Bug #21154	The management server consumes too much CPU
Submitted:	19 Jul 2006 15:20	Modified:	3 Oct 2006 16:52
Reporter:	Lars Torstensson	Email Updates:
Status:	Duplicate	Impact on me:	None
Category:	MySQL Cluster: Cluster (NDB) storage engine	Severity:	S2 (Serious)
Version:	5.0.24	OS:	Linux (Redhat Linux 2.6.9-34.ELsmp #1 )
Assigned to:	Assigned Account	CPU Architecture:	Any

Description:
We have a 6 node 3 replicas cluster.

If I stop one of the 6 data nodes the cpu time on the management server (ndb_mgmd) goes to 99.9%. If I restar the data node the cpu time for the ndb_mgmd returns to normal (0.5%).

This bug reminds of 13987

 

How to repeat:
Stop one of the 6 data nodes

Changing to Cluster Catergory.

This is notoriously hard to reproduce and seems to never want to occur when we test it.

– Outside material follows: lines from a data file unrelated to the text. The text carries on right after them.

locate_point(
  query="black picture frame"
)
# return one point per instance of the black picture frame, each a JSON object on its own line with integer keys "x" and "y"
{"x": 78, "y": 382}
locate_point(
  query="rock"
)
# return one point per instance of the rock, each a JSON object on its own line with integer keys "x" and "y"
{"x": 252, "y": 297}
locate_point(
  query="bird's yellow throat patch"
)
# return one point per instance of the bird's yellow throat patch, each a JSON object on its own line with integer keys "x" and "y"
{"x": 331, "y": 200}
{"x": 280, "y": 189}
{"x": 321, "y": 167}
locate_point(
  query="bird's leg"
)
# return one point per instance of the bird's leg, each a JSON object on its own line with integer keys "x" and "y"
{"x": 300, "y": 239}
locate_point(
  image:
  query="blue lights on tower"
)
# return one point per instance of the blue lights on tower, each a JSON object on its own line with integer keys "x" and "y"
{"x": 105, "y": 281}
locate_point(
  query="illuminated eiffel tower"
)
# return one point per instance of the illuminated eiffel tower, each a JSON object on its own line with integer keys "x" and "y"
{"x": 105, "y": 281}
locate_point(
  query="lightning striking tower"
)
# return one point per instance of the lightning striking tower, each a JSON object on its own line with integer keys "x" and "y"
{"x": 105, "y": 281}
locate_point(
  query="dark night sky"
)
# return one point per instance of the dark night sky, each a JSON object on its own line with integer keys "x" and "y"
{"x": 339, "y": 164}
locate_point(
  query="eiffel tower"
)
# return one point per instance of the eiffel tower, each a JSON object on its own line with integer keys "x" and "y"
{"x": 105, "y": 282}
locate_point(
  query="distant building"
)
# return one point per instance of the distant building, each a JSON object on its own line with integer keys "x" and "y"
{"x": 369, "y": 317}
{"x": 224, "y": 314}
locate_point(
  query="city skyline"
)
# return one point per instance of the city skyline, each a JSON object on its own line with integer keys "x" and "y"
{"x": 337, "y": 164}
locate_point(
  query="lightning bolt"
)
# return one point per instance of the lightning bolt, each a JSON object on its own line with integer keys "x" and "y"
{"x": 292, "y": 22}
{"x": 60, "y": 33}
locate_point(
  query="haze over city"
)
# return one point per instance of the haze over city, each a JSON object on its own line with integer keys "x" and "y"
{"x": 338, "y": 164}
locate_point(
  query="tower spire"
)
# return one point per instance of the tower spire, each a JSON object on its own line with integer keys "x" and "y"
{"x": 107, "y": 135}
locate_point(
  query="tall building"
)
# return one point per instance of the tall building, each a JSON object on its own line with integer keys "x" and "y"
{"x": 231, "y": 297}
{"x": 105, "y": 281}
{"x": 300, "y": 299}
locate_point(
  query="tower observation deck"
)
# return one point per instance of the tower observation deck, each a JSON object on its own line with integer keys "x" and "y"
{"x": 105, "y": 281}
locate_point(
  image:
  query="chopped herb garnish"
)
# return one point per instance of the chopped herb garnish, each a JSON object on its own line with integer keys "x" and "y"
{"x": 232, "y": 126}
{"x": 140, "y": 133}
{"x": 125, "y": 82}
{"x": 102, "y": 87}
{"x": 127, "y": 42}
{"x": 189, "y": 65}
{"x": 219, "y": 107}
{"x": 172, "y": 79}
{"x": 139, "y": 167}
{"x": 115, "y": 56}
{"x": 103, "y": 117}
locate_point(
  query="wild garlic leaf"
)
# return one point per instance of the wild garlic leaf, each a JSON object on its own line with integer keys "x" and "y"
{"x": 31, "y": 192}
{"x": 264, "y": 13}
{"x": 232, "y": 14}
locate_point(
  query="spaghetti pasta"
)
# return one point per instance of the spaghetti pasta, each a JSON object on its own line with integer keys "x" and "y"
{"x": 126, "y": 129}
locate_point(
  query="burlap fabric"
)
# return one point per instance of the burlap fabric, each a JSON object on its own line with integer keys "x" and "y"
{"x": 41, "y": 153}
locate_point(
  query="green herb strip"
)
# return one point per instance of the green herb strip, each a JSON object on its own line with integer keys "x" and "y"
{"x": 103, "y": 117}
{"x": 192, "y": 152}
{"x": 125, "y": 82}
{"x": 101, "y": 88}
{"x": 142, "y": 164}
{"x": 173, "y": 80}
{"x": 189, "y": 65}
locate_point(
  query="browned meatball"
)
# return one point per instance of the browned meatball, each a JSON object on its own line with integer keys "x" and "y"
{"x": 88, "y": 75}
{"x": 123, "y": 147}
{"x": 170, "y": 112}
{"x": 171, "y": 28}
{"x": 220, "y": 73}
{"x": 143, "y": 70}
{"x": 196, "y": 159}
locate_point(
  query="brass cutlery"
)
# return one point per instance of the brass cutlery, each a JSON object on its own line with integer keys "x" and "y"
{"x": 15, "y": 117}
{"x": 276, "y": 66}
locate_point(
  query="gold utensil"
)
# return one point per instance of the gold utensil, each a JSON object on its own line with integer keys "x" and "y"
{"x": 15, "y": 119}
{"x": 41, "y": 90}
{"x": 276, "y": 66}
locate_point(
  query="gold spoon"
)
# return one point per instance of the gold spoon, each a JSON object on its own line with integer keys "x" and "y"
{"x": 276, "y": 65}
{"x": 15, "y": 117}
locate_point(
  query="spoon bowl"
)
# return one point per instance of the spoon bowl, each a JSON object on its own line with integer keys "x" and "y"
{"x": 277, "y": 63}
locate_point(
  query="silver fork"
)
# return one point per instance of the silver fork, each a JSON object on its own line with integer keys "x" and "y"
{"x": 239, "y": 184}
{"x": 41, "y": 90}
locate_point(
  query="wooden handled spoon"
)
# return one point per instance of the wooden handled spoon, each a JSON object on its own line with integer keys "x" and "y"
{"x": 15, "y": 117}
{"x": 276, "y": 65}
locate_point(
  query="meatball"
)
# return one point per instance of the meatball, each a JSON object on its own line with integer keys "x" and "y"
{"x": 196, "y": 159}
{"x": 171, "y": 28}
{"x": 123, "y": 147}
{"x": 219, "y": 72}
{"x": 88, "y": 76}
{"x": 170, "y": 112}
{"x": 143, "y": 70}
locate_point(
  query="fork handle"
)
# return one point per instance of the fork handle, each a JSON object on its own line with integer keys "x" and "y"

In BUG#13987, we fixed two problems that could cause higher CPU usage in ndb_mgmd. However, there's obviously another one (as mentioned in support issue, this was reproducable with 5.0.24, after these fixes).

So, i'd like to get a really clear picture of the exact setup that you can reproduce this with - including how many ndb_mgm clients connected, what commands issued etc.

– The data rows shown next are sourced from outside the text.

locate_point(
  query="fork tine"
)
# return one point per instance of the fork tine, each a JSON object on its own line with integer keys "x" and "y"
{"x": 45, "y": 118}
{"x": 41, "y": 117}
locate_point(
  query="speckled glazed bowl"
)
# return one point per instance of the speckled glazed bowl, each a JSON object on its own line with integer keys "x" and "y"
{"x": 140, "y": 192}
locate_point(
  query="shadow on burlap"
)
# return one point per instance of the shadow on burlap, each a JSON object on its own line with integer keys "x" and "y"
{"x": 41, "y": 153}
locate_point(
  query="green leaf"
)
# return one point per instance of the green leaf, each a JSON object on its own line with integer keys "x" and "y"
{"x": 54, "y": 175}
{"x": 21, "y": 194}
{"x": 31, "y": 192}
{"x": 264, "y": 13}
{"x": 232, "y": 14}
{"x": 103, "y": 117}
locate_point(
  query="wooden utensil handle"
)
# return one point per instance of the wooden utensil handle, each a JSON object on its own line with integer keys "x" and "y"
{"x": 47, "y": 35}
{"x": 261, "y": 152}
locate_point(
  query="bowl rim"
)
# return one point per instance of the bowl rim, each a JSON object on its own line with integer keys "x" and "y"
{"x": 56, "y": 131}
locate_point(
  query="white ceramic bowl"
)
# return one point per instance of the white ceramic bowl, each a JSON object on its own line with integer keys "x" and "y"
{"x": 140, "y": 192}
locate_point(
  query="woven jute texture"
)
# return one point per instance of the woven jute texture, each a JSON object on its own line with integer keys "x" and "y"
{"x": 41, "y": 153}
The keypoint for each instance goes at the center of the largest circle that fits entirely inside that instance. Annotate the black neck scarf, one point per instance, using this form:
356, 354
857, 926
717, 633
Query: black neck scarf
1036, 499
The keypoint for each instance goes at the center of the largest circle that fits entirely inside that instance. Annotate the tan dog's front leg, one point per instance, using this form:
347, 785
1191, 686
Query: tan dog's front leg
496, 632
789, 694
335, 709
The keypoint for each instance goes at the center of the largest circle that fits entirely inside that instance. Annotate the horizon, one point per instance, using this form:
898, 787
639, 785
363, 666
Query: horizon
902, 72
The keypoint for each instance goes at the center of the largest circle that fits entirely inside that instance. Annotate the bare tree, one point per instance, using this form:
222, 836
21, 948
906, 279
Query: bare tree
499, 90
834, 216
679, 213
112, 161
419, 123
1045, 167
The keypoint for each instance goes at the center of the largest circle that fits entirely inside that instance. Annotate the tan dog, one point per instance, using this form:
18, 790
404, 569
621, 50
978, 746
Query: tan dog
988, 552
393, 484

Hopefully we can get this reproduced in the lab, otherwise, hopefully we'll be able to arrange some remote debugging setup to help us pinpoint the problem.

As I mentioned we have a 6 node 3 replicas cluster on RedHat Linux. Currently configured with 2 mgm-servers (only one is started). The data nodes are on "Linux 2.6.9-34.ELsmp #1 SMP" 64bit kernel and the started mgm-server has "Linux 2.6.9-34.ELsmp #1 SMP" 32bit kernel.

changing to In Progress a while after it's actually been "in progress".

I believe I have a fix, as well as a method to reproduce. Going to write test to double check.

I have been able to reproduce some form of this bug locally now too.

Although I'm not sure how this makes sense with the usage returning to normal when the node rejoins the cluster.... perhaps some TCP stack fun in there.

I have a fix, a test, and patch.

Attached to BUG#13987 as this is technically a duplicate of it.